此の様な天才が何時の間にか現れて居たのか・・・。」
「惑星アレスでも、驚嘆されてますよ。 元々は戦争孤児でナノムの恩恵を受けたのは約10年前で、ナノムを摂取する前から優秀な子供だったのですが、『ナノム玉』を服用してからは著しい程の才能を発揮致しまして、現在文化面に於いて此れほどの知名度を得た人物は居りません!」
「考えて見ると、帝国はどうしても現在バグスとの戦争状態に有る為に、やや軍事面での人材を優遇する姿勢がずっと続いている。
そう言った意味では、文化面での天才を見い出す方向性をとっていなかったからな・・・。
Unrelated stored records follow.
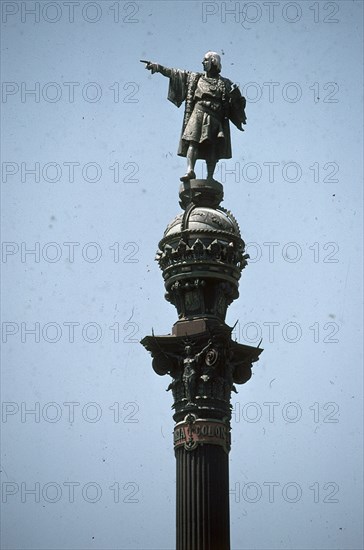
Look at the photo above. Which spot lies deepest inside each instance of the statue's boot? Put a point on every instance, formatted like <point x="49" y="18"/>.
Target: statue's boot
<point x="189" y="176"/>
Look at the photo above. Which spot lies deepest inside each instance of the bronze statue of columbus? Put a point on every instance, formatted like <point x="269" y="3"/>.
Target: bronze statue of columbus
<point x="211" y="101"/>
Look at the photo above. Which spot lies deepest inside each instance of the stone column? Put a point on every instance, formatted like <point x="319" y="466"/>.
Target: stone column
<point x="201" y="256"/>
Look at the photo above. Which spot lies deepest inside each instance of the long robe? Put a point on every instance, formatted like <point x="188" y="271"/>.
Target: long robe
<point x="182" y="87"/>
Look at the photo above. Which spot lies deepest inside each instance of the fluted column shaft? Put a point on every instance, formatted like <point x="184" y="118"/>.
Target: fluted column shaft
<point x="202" y="512"/>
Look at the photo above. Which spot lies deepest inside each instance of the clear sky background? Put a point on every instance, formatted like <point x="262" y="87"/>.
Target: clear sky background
<point x="93" y="467"/>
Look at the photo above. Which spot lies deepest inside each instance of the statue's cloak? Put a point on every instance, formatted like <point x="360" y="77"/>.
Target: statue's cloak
<point x="182" y="87"/>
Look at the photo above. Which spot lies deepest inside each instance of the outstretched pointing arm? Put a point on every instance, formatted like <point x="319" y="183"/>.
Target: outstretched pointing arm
<point x="157" y="68"/>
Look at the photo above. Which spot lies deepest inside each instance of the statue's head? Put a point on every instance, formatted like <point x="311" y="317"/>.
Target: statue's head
<point x="211" y="58"/>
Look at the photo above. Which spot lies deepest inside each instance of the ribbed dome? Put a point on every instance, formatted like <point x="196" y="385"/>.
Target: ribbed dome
<point x="203" y="219"/>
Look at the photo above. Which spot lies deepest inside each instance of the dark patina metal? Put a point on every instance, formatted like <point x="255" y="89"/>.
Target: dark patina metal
<point x="202" y="255"/>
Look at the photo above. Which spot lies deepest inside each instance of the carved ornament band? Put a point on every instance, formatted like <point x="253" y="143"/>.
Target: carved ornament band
<point x="196" y="431"/>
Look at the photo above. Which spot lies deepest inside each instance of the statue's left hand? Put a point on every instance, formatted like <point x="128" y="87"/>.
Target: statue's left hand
<point x="152" y="67"/>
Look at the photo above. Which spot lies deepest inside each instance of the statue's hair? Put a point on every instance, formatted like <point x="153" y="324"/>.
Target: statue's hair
<point x="215" y="59"/>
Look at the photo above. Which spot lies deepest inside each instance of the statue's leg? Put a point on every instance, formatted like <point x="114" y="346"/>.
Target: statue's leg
<point x="211" y="161"/>
<point x="192" y="152"/>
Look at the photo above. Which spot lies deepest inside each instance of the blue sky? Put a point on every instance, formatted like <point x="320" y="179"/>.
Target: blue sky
<point x="90" y="180"/>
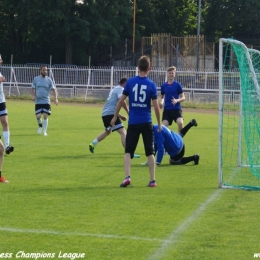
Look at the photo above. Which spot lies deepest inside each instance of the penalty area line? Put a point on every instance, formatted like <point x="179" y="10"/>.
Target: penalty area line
<point x="173" y="237"/>
<point x="53" y="232"/>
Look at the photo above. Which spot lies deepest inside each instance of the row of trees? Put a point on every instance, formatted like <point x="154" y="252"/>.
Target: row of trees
<point x="73" y="30"/>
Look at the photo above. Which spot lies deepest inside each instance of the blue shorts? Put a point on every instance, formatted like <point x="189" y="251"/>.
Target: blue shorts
<point x="171" y="115"/>
<point x="42" y="108"/>
<point x="132" y="138"/>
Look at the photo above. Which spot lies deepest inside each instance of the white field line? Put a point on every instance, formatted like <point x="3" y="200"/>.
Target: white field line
<point x="53" y="232"/>
<point x="173" y="237"/>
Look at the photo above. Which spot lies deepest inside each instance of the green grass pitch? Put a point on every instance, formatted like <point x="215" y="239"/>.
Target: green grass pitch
<point x="62" y="198"/>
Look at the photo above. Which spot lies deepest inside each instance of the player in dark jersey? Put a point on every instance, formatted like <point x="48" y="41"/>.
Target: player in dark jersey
<point x="140" y="91"/>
」
「しかし、此処まであらゆる方向での天才ならば、直接軍事に関わっていなくても、間接的に帝国航宙軍の役に立つ才能を示せるのかも知れませんね」
「・・・そうだな、実際に俺も例のアトラクションを体験したのだが、とても子供用のシミュレーション型体験アドベンチャーとは思えない程の完成度で、子供が熱中するのは勿論大人にも大人気だそうだ」
「然も本国では、もっと細かい設定のMMORPG(マッシブリー・マルチプレイヤー・オンライン・ロール・プレイング・ゲーム)をナノム・ネットワークを介して行われていて、凄まじい大人気だそうです」
そのゲームの動画も資料に有り、緻密な絵柄は当然、リアルな世界観に限りなく近づけている技術のお陰で本当に没入感が凄まじい。
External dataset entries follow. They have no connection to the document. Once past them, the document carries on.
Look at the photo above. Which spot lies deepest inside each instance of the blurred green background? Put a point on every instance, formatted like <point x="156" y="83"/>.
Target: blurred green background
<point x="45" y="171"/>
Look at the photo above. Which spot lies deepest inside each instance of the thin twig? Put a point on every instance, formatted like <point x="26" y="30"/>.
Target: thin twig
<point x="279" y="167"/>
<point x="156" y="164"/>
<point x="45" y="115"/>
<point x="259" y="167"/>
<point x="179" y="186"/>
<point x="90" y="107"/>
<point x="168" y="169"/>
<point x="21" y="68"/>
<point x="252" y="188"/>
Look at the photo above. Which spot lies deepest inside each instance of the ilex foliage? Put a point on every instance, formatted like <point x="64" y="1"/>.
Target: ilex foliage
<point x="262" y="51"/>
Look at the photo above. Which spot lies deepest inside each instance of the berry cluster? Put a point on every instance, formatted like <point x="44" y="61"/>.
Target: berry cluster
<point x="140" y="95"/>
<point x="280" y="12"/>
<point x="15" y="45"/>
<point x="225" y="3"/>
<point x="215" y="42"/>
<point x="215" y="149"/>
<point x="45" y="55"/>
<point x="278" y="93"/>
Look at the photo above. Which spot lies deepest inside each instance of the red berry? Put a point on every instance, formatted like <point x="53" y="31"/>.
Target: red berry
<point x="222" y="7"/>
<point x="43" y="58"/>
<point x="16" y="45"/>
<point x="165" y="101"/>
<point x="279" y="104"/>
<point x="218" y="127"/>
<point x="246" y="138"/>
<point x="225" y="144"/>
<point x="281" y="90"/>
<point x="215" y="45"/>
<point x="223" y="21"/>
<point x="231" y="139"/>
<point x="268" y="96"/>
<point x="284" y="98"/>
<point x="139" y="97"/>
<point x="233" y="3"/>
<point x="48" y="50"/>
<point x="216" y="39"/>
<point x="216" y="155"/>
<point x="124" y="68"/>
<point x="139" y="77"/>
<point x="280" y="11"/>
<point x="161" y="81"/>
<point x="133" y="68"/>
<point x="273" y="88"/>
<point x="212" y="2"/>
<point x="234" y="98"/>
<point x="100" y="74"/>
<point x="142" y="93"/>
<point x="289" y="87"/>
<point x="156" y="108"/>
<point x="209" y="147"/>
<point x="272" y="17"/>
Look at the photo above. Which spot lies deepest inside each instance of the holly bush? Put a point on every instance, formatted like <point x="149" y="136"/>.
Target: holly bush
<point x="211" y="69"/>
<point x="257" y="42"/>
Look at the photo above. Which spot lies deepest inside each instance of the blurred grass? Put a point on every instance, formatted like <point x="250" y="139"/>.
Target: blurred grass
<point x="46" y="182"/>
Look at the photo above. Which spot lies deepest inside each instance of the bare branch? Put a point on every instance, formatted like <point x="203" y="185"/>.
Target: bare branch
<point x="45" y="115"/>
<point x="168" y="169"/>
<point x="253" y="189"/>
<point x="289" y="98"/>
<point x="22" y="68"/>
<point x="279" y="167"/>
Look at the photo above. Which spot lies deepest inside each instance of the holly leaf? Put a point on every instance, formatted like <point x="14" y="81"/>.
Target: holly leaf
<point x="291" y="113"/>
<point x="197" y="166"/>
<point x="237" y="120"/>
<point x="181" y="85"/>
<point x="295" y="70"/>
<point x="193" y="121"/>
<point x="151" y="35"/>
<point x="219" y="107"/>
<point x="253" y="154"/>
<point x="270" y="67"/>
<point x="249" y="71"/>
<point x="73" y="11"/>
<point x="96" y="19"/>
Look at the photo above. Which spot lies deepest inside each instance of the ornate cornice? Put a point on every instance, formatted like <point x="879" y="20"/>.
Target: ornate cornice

恐らくは、相当なデータを当時のシャイニングスター・メンバーや軍人にリサーチを行い、ナノム・アーカイブや帝国のメインデータ・バンクも参照している筈だ。
つまり此の開発者は、ただ単に天才なのでは無く、凄まじいまでの集中力とその持続力及び偏執狂と呼べる拘りを持つ常人離れした存在である。
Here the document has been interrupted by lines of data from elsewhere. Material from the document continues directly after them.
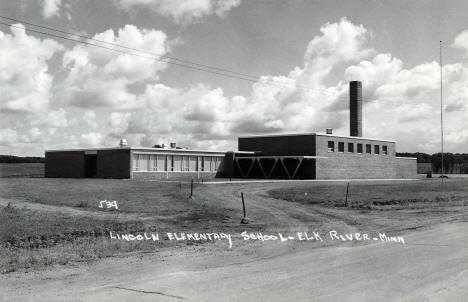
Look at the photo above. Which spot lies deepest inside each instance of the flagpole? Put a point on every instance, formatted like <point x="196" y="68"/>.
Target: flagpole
<point x="441" y="114"/>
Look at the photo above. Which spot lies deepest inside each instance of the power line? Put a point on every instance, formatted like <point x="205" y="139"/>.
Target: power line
<point x="129" y="48"/>
<point x="167" y="59"/>
<point x="254" y="78"/>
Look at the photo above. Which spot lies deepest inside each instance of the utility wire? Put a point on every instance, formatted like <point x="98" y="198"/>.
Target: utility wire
<point x="169" y="60"/>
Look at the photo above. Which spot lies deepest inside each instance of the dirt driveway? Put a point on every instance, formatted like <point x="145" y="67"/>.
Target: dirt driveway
<point x="432" y="265"/>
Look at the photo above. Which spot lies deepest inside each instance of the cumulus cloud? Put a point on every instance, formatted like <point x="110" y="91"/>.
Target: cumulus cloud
<point x="50" y="8"/>
<point x="184" y="11"/>
<point x="26" y="83"/>
<point x="101" y="78"/>
<point x="401" y="102"/>
<point x="461" y="42"/>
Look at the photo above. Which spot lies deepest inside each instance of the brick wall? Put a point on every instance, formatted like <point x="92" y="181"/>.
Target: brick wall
<point x="113" y="163"/>
<point x="405" y="167"/>
<point x="279" y="145"/>
<point x="67" y="164"/>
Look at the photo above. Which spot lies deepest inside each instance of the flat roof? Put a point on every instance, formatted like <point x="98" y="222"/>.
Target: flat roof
<point x="138" y="148"/>
<point x="320" y="134"/>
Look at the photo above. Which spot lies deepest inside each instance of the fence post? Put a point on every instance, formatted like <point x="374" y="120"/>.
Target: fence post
<point x="346" y="199"/>
<point x="243" y="203"/>
<point x="191" y="188"/>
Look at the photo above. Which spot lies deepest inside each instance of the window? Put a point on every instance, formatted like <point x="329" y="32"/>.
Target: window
<point x="135" y="162"/>
<point x="161" y="162"/>
<point x="154" y="162"/>
<point x="340" y="146"/>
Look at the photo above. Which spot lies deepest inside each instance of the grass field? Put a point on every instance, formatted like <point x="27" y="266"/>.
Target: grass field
<point x="47" y="222"/>
<point x="22" y="170"/>
<point x="378" y="196"/>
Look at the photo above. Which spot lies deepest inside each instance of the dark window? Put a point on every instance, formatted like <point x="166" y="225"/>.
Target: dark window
<point x="340" y="146"/>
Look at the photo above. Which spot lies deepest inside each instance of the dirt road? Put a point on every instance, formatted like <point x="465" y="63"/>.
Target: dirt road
<point x="432" y="265"/>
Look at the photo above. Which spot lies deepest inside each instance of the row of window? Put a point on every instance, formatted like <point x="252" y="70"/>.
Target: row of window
<point x="341" y="148"/>
<point x="163" y="163"/>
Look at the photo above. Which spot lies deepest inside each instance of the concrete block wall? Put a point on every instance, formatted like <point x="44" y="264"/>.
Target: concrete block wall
<point x="172" y="175"/>
<point x="64" y="164"/>
<point x="354" y="165"/>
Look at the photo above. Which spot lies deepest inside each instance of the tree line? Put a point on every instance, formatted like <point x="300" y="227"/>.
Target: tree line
<point x="453" y="162"/>
<point x="11" y="159"/>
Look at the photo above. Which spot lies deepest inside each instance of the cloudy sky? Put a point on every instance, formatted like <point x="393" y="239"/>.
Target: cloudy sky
<point x="298" y="57"/>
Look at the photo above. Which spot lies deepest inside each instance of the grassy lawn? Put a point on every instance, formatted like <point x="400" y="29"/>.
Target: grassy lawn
<point x="31" y="239"/>
<point x="22" y="170"/>
<point x="379" y="195"/>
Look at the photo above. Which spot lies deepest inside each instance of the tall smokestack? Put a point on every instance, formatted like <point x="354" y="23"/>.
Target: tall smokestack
<point x="355" y="108"/>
「・・・処で此の開発者は今現在、『ローゼンバーグ・ランド』の専属プログラマーのままなのか?」
「いえ、『シャイニングスター・アドベンチャーロード』とその発展形のMMORPGを制作している時点では、確かに『ローゼンバーグ・ランド』の専属プログラマーだったのですが、その運営を『ローゼンバーグ・ランド』の運営会社に委託した後は、のんびりと彫刻や絵画を作成する悠々自適な生活をしているらしいです」
「まあ、此れほどの事業を委託した段階で、個人での収益は生涯賃金で考えても一般人を遥かに越えて居るだろうからな・・・。」
そう言ってから、やや違和感を覚える。
此れほどの才能を持つ者が、個人的な芸術作業だけで満足出来るものなのだろうか?
方向性は違うが、此の者を凌駕し得る別の天才を主に持つ者として、主が現在の立場を全て放棄して隠者としての人生を歩む姿を夢想しても、途轍も無い違和感が付き纏いしっくり感が無い。
あくまでも俺の感想だが、もしかすると此の者は自分に匹敵する才能に出会えず、不満を抱えているのでは無いか?
そんな想像をしながら、楓に此の者の名前を資料に載っている物で間違い無いのか確認した。
「その通りです。 此の者の名はレオナルド。